#include <stdlib.h>
#include <pthread.h>
#include <string>
using namespace std;
pthread_t threads[10];
pthread_attr_t thr_attr;
int thr_in[10] = { 0, 1, 2, 3, 4, 5, 6, 7, 8, 9 };
int totalIter = 0;
int thr_cnt = 0;
bool debug = false;
extern "C" void *do_something(void *tid);
int main( int argc, const char* argv[] )
{
int thr_var = 0;
//------------------
// how many threads?
//------------------
thr_cnt = atoi(argv[1]);
if (thr_cnt > 8)
{
cout << "WARNING: Limiting the thread count to 8" <<
endl;
thr_cnt = 8;
}
//--------------------------
// how much work to be done?
//--------------------------
totalIter = atoi(argv[2]);
if (totalIter > 5000000)
{
cout << "WARNING: Limiting the iteration count to
5000000" << endl;
totalIter = 5000000;
}
//-------------------------------
// do you want to check up on me?
//-------------------------------
if (argv[3] != NULL) debug = true;
//--------
// threads
//--------
pthread_attr_init(&thr_attr);
pthread_attr_setdetachstate(&thr_attr,
PTHREAD_CREATE_JOINABLE);
for (thr_var = 1; thr_var<=thr_cnt; thr_var++)
pthread_create(&threads[thr_var], &thr_attr,
do_something, (void *)
&(thr_in[thr_var]));
for (thr_var=0; thr_var<thr_cnt; thr_var++)
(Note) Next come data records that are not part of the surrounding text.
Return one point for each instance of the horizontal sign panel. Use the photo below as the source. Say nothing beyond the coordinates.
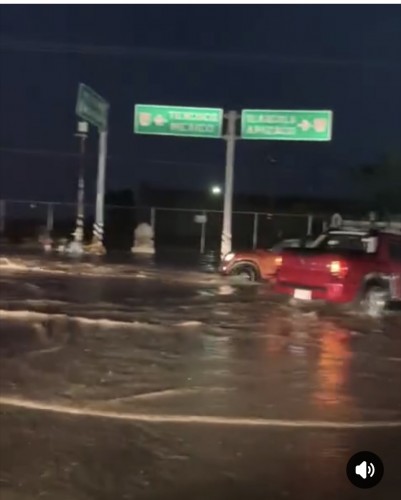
(178, 121)
(286, 125)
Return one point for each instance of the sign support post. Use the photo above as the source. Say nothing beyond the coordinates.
(82, 134)
(98, 226)
(94, 109)
(226, 235)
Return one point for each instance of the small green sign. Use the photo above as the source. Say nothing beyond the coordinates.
(178, 121)
(286, 125)
(92, 107)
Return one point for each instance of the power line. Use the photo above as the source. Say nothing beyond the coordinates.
(153, 53)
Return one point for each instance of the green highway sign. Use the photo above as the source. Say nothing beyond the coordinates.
(286, 125)
(92, 107)
(178, 121)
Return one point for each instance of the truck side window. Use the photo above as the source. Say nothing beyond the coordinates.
(395, 250)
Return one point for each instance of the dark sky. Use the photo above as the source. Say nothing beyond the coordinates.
(344, 58)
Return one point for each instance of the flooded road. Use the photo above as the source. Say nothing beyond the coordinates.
(124, 382)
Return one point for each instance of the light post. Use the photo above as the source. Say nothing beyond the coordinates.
(215, 190)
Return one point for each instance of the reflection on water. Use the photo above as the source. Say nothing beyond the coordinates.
(333, 366)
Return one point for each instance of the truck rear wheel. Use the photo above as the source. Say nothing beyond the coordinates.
(246, 271)
(374, 300)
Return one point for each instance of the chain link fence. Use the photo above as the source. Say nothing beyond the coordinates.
(22, 221)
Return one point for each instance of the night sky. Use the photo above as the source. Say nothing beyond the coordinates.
(344, 58)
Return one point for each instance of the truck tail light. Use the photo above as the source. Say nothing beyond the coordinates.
(338, 268)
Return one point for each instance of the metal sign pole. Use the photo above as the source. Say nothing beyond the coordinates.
(98, 226)
(226, 235)
(79, 227)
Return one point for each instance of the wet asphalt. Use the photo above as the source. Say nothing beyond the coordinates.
(133, 382)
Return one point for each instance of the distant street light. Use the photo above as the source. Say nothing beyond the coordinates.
(216, 190)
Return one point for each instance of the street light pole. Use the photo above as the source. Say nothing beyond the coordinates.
(82, 134)
(226, 236)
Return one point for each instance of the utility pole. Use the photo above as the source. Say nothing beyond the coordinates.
(82, 134)
(226, 236)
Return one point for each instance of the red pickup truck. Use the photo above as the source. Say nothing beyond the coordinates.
(361, 267)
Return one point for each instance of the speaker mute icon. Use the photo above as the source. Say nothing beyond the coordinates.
(364, 470)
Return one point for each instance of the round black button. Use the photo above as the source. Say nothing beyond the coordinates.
(365, 469)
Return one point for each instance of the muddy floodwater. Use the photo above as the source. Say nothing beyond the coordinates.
(122, 382)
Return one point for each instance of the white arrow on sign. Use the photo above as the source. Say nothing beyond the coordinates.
(159, 120)
(304, 125)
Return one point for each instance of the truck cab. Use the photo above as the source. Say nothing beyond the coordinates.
(359, 265)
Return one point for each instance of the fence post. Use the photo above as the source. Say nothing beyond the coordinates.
(255, 230)
(153, 219)
(2, 217)
(310, 225)
(50, 218)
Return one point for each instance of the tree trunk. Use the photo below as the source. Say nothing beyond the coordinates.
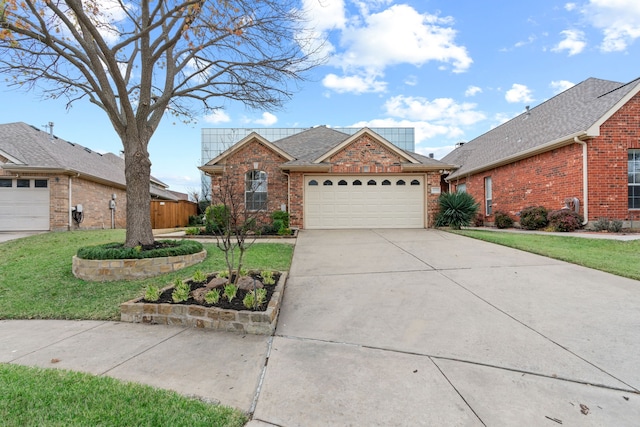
(138, 175)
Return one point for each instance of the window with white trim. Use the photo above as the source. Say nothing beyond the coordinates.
(634, 178)
(488, 196)
(255, 195)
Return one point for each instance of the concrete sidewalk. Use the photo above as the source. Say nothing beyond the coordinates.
(391, 327)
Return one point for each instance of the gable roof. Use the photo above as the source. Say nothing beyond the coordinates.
(576, 112)
(29, 149)
(309, 149)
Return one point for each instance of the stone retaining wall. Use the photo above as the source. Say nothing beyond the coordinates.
(246, 322)
(128, 269)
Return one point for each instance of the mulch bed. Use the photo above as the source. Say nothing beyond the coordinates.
(235, 304)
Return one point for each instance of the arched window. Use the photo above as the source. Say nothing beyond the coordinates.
(255, 193)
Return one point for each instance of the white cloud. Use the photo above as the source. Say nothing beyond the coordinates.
(267, 119)
(559, 86)
(518, 93)
(573, 42)
(217, 116)
(354, 84)
(472, 91)
(619, 21)
(369, 42)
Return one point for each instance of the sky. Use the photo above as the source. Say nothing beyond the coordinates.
(452, 70)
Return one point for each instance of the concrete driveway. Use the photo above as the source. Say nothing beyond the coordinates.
(422, 327)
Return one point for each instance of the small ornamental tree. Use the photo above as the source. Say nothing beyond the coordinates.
(235, 225)
(139, 60)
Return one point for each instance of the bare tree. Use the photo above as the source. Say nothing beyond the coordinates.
(139, 60)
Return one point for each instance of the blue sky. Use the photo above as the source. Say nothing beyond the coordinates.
(451, 69)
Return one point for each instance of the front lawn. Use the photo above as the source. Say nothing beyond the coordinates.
(36, 279)
(612, 256)
(51, 397)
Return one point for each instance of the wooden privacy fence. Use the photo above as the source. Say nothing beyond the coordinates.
(172, 213)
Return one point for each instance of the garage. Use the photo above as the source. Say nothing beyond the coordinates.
(24, 204)
(364, 201)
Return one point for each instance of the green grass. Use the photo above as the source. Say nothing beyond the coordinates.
(613, 256)
(51, 397)
(36, 279)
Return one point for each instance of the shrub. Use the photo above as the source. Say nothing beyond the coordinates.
(456, 210)
(565, 220)
(216, 218)
(534, 218)
(503, 220)
(161, 248)
(615, 226)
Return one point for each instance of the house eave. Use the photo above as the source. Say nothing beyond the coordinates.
(552, 145)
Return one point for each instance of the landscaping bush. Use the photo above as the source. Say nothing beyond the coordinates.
(503, 220)
(216, 217)
(162, 248)
(534, 218)
(456, 210)
(565, 220)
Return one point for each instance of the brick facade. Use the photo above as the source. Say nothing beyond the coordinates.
(549, 178)
(362, 156)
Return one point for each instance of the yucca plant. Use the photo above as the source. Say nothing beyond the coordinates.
(456, 210)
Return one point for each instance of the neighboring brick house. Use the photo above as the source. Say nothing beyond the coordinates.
(44, 178)
(582, 144)
(328, 179)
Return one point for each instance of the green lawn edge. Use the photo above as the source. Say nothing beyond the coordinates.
(621, 258)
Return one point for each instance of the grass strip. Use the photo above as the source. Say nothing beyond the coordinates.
(612, 256)
(51, 397)
(36, 281)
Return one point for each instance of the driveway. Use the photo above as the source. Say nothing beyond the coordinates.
(422, 327)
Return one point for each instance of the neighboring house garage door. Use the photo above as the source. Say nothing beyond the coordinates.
(24, 204)
(364, 201)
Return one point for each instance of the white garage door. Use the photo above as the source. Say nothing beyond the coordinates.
(24, 204)
(364, 201)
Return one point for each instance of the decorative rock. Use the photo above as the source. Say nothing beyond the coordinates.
(246, 283)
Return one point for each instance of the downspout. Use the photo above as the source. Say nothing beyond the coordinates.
(70, 194)
(585, 182)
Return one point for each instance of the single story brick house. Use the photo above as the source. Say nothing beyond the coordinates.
(43, 179)
(327, 179)
(582, 144)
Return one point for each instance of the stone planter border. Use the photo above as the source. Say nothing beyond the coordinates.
(130, 269)
(246, 322)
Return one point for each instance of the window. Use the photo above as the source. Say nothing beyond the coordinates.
(255, 196)
(488, 196)
(634, 179)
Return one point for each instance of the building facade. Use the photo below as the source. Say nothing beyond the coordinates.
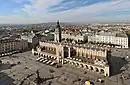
(121, 41)
(76, 37)
(11, 45)
(88, 58)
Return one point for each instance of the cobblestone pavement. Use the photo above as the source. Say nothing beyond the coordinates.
(68, 75)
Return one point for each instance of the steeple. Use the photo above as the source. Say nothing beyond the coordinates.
(58, 31)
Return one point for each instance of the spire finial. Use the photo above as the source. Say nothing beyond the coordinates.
(58, 22)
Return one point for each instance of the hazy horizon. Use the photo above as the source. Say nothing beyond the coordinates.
(74, 11)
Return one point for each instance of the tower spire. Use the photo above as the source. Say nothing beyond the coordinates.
(58, 34)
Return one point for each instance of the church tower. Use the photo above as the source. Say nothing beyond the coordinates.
(58, 31)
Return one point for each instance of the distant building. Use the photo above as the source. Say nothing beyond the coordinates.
(32, 39)
(76, 37)
(11, 45)
(89, 57)
(119, 40)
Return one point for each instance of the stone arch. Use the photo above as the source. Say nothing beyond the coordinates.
(102, 71)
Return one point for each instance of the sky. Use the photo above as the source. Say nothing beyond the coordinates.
(80, 11)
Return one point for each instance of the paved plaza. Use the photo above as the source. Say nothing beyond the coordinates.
(24, 64)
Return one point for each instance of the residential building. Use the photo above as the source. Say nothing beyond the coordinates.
(12, 45)
(118, 39)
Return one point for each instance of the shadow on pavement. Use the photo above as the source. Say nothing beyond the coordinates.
(5, 79)
(116, 65)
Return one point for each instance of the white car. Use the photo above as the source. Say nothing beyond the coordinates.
(49, 62)
(41, 60)
(45, 61)
(38, 59)
(53, 63)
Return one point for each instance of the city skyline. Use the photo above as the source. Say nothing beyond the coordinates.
(84, 11)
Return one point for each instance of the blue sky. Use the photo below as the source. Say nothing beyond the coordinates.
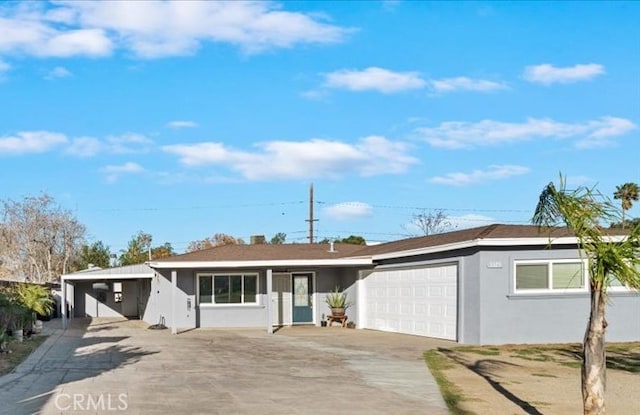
(185, 119)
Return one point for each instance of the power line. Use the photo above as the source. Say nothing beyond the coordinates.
(429, 208)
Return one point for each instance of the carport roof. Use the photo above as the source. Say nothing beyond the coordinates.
(266, 255)
(117, 273)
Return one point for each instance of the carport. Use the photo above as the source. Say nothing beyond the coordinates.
(112, 292)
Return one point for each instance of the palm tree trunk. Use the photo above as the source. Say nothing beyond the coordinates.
(594, 358)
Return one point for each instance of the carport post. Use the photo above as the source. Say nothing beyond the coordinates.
(63, 305)
(174, 288)
(269, 301)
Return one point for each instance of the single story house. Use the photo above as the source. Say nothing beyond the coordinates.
(494, 284)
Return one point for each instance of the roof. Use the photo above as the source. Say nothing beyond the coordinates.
(124, 272)
(260, 255)
(490, 235)
(346, 254)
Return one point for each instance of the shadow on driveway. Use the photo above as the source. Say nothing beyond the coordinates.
(64, 358)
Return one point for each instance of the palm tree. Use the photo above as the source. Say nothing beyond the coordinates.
(627, 193)
(36, 299)
(581, 211)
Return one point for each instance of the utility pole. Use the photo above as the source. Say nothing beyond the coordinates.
(311, 220)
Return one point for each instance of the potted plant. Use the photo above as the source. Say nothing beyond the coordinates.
(338, 302)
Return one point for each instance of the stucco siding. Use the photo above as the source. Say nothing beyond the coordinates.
(469, 302)
(509, 317)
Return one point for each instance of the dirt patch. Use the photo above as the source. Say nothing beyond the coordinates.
(539, 379)
(17, 352)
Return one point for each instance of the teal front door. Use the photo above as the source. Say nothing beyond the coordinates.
(302, 298)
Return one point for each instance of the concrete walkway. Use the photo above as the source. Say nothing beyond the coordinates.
(121, 366)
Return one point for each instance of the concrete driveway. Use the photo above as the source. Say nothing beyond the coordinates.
(107, 366)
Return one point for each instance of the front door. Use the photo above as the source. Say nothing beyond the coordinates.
(130, 299)
(281, 299)
(302, 298)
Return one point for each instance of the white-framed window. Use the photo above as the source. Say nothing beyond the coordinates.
(228, 288)
(616, 286)
(550, 276)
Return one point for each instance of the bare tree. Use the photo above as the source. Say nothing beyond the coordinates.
(39, 239)
(216, 240)
(428, 223)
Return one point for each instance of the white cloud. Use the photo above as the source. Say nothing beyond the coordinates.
(84, 147)
(113, 172)
(58, 72)
(374, 79)
(604, 131)
(370, 156)
(153, 29)
(128, 143)
(463, 83)
(495, 172)
(182, 124)
(26, 142)
(547, 74)
(460, 134)
(348, 210)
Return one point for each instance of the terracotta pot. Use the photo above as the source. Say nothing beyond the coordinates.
(337, 312)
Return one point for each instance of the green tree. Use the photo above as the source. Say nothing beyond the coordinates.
(581, 211)
(352, 239)
(627, 193)
(278, 239)
(139, 250)
(35, 299)
(97, 254)
(428, 223)
(162, 251)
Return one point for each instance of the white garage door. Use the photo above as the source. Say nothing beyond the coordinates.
(421, 301)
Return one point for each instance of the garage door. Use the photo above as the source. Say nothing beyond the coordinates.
(421, 301)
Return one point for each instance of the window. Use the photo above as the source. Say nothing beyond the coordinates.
(117, 292)
(540, 276)
(616, 285)
(228, 288)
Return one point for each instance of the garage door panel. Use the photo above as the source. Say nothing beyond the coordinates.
(421, 301)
pthread_join(threads[thr_var], NULL);
pthread_attr_destroy(&thr_attr);
return 0;
}
void *do_something(void *tid)
{
int myThreadId = *((int *)tid);
FILE *fp = NULL;
if (debug)
{
char filename[50] = "";
sprintf(filename, "%d.out", myThreadId);
fp = fopen(filename, "w");
fprintf(fp, "thread #%d processing starts\n",
myThreadId);
}
for (int i=1; i<=totalIter; i++)
{
if (i%thr_cnt == myThreadId-1)
{
if (debug)
{
fprintf(fp, "thread #%d processing
index %d\n", myThreadId, i);
}
string a("abc"), b;
b = a;
}
}
if (debug)
{
fprintf(fp, "thread #%d processing finish\n",
myThreadId);
fflush(fp);
fclose(fp);
}
pthread_exit(NULL);
return NULL;
}
Now when I run this with 1 thread, here is the time taken.
/home/skher/testIPC/testThr> time $BIN/testThr 1 5000000
real 0m0.65s
user 0m0.47s
sys 0m0.14s
/home/skher/testIPC/testThr>
impressive, considering I am doing 5 million iterations. So, I thought
when I run with 2 or more threads, I should be done even in less time.
But here is what I found.
/home/skher/testIPC/testThr> time $BIN/testThr 2 5000000
real 0m34.67s
user 0m58.48s
sys 0m5.20s
/home/skher/testIPC/testThr>
Why is this? I guess this is because whenever I allocate any STL
object, using the _node_alloc template defined in _alloc.c, it has a
lock and unlock mechanism using a static class _Node_Alloc_Lock which
has a static member variable.
Part of that class code is shown here.
template <bool __threads, int __inst>
class _Node_Alloc_Lock {
public:
_Node_Alloc_Lock() {
# ifdef _STLP_SGI_THREADS
if (__threads && __us_rsthread_malloc)
# else /* !_STLP_SGI_THREADS */
if (__threads)
# endif
_S_lock._M_acquire_lock();
}
~_Node_Alloc_Lock() {
# ifdef _STLP_SGI_THREADS
if (__threads && __us_rsthread_malloc)
# else /* !_STLP_SGI_THREADS */
if (__threads)
# endif
_S_lock._M_release_lock();
}
static _STLP_STATIC_MUTEX _S_lock;
};
OK. Now my (worth million dollar only to me) question.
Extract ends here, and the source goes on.